On the other hand, most of Dr Gernez’s recommendations on caloric restriction, oxygen, exercises, diet and supplementation are all the more reasonable that these proposals have been promoted by holistic oncology advocates for centuries. Though for different reasons than what Dr Gernez invokes. In particular, regarding the acidification-alkalization question and a few other aspects of his carcinogenesis theory, including, but not limited to his ideas on DHEA, which for him ought to be suppressed.

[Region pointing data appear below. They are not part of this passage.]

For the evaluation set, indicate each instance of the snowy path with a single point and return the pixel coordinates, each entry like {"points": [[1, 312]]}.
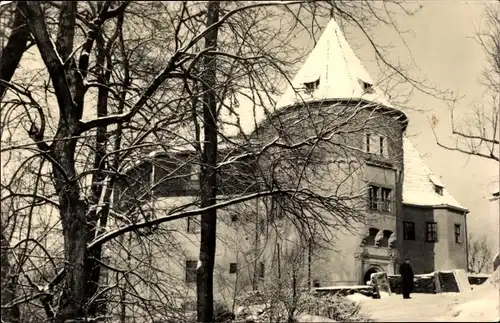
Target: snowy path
{"points": [[420, 308]]}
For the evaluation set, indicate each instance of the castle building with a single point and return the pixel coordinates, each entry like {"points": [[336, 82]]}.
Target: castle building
{"points": [[409, 211]]}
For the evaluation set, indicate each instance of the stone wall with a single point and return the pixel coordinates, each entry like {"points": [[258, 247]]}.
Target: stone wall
{"points": [[422, 284]]}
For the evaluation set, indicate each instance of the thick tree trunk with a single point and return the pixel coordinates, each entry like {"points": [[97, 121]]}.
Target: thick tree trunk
{"points": [[72, 210], [11, 55], [8, 283], [208, 178]]}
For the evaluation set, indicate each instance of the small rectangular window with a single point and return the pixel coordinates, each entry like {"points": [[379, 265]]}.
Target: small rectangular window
{"points": [[385, 199], [457, 234], [431, 231], [409, 230], [191, 271], [373, 197], [311, 86], [438, 190]]}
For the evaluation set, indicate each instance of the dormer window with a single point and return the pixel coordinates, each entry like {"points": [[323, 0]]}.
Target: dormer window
{"points": [[311, 86], [438, 185], [367, 87]]}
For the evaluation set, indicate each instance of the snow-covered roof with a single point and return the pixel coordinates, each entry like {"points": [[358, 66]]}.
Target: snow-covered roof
{"points": [[419, 182], [339, 71]]}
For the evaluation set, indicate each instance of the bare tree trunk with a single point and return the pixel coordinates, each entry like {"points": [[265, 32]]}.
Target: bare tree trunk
{"points": [[208, 179], [8, 283]]}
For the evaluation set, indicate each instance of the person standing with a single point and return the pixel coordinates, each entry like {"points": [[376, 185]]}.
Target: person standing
{"points": [[406, 273]]}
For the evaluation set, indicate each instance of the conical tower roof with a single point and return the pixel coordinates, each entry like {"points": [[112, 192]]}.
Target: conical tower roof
{"points": [[332, 72]]}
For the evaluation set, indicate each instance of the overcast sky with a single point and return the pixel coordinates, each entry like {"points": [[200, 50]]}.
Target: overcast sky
{"points": [[446, 53]]}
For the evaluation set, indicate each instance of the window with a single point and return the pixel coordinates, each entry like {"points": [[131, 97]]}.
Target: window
{"points": [[431, 232], [373, 196], [409, 230], [438, 190], [191, 271], [438, 185], [367, 87], [385, 200], [261, 226], [261, 270], [457, 233], [193, 225], [380, 198], [311, 86]]}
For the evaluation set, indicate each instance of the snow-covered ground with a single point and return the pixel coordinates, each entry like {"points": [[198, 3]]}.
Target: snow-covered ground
{"points": [[478, 305]]}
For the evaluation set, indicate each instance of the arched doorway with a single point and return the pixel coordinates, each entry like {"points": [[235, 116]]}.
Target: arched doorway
{"points": [[369, 272]]}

For holistic oncology, this hormone, just like the human “growth hormone” are rejuvenation hormones to be respected and holistically encouraged.
Meanwhile, colchicine’s role in helping to prevent cetrain cancers like prostate cancer for gout patients needs to be better demonstrated. Futhermore, in holistic oncology and advanced public health policies, there are many other safer, more efficient and cost friendly options that render all of this colchicine debate moot. (See ACR institute‘s work on these questions).
CONCLUSION
Mainstream scientists and their pharmaceutical sponsors have been characterizing colchicine as a “cancer chemotherapy breakthrough” that could ‘bring hope to millions’, ‘dramatically reduce side-effects’, and ‘kill tumours in one treatment’ (14). Just this language should get our “red warning lights” to blink.

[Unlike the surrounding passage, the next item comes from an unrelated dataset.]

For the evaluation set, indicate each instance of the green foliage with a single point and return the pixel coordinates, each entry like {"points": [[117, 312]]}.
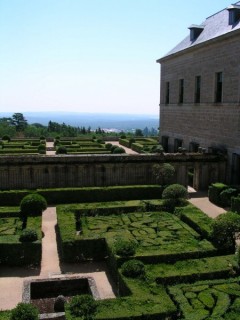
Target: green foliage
{"points": [[28, 235], [6, 138], [61, 150], [157, 149], [124, 248], [133, 268], [214, 192], [80, 195], [192, 269], [226, 195], [24, 311], [163, 172], [119, 150], [218, 299], [83, 306], [33, 204], [108, 146], [235, 204], [224, 228], [175, 191], [196, 219]]}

Despite a recent mainstream treatment paradigm shift based on molecularly-targeted therapies and immunotherapy, the majority of patients still receive chemotherapy during their treatment course, either used alone or in combination. Therefore, tubulin inhibitors like colchicine have their place in conventional oncology. (15) And even in integrative oncology, when they are used as Dr Gernez has proposed.
But if we desire an approach to cancer which is even more safe, more efficient, more cost friendly and ends the cancer epidemic, then holistic oncology is the way to go, at least once the public health authorities muster up enough political courage to recognize that a chemical and symptomatic approach to chronic diseases like cancer is a never-ending futulity battle, notwithstanding some improvement. Today’s prevalence of cancer is the result of both the type of society and values we have invested in and the accumulation of stale medical dogmas. To meet this twin challenge will take more time and effort.

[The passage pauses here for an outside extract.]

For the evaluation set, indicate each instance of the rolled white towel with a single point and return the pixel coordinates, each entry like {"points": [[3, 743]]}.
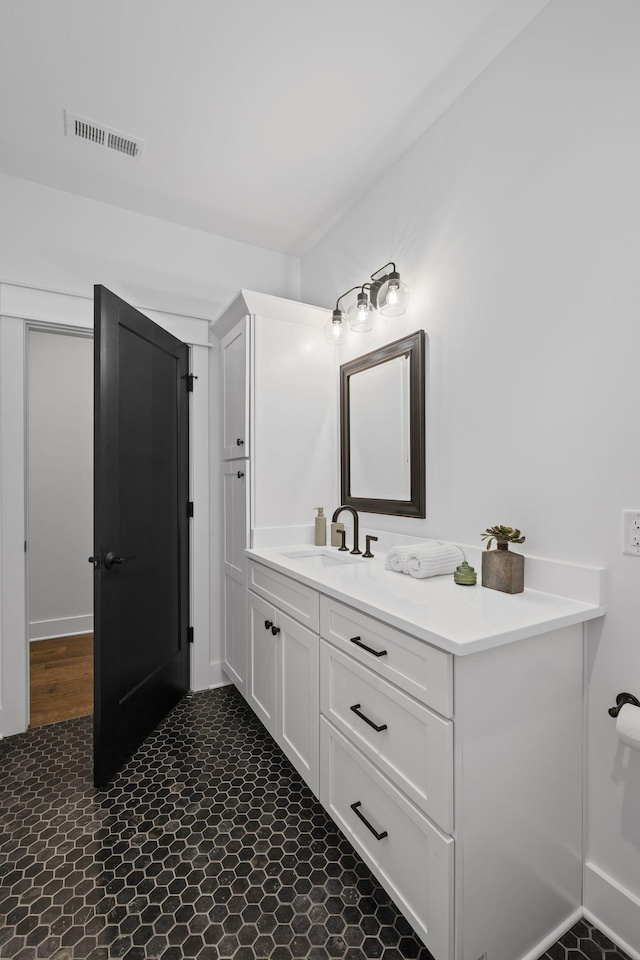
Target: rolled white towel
{"points": [[433, 559], [397, 559], [398, 556]]}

Pr. Joubert (HOM producer)
Top: Colchicine’s molecular structure
REFERENCE AND PRECISION NOTES
(1). During the fall, Naked Ladies like to make their appearances in the garden! Naked Lady is a nickname for Autumn Crocus, a popular fall-flowering bulb. The cheeky name comes from the fact that these flowers will emerge from the ground without leaves during the fall months, looking bare or naked. Autumn crocuses are easily identified by their large, showy globlet-shaped flowers blooming on bare stems. Flowers, which come in shades of pink, purple and white, are native to European and North African meadows. These fall-blooming flowers will add colour and beauty to any garden. They would would be ideal for rock gardens or among other low-growing plants. Naked ladies prefer sunny but sheltered locations, along with fertile, well-drained soils. Interestingly, while the Autumn crocus and the spring-flowering crocus may look similar, they are not related. The Autumn crocus is not a true crocus. The spring flowering crocus, which is considered a true crocus, belongs to Iridaceae, the iris family. Another difference is that the spring crocus is harmless, while the Autumn Crocus is poisonous to both animals and humans, as it contains colchincine, a deadly toxin which has been the object of medicinal use. Some bickers mistakingly eat this “naked lady” thinking it is wild garlic. This ingestion can be fatal. (Source)
(2). Colchicine was first isolated in 1820 by the French chemists P. S. Pelletier and J. B.Caventou. Colchicine prevents microtubule assembly and thereby disrupts inflammasome activation, microtubule-based inflammatory cell chemotaxis, generation of leukotrienes and cytokines, and phagocytosis. Many of these cellular processes can be found in other diseases involving chronic inflammation. The multimodal mechanism of action of colchicine suggests potential efficacy of colchicine in other comorbid conditions associated with gout, such as osteoarthritis and cardiovascular disease.Colchicine has multiple mechanisms of action that affect inflammatory processes and result in its utility for treating and preventing acute gout flare. Other chronic inflammatory diseases that invoke these molecular pathways also exist and are presently tested for new therapeutic applications. (Source)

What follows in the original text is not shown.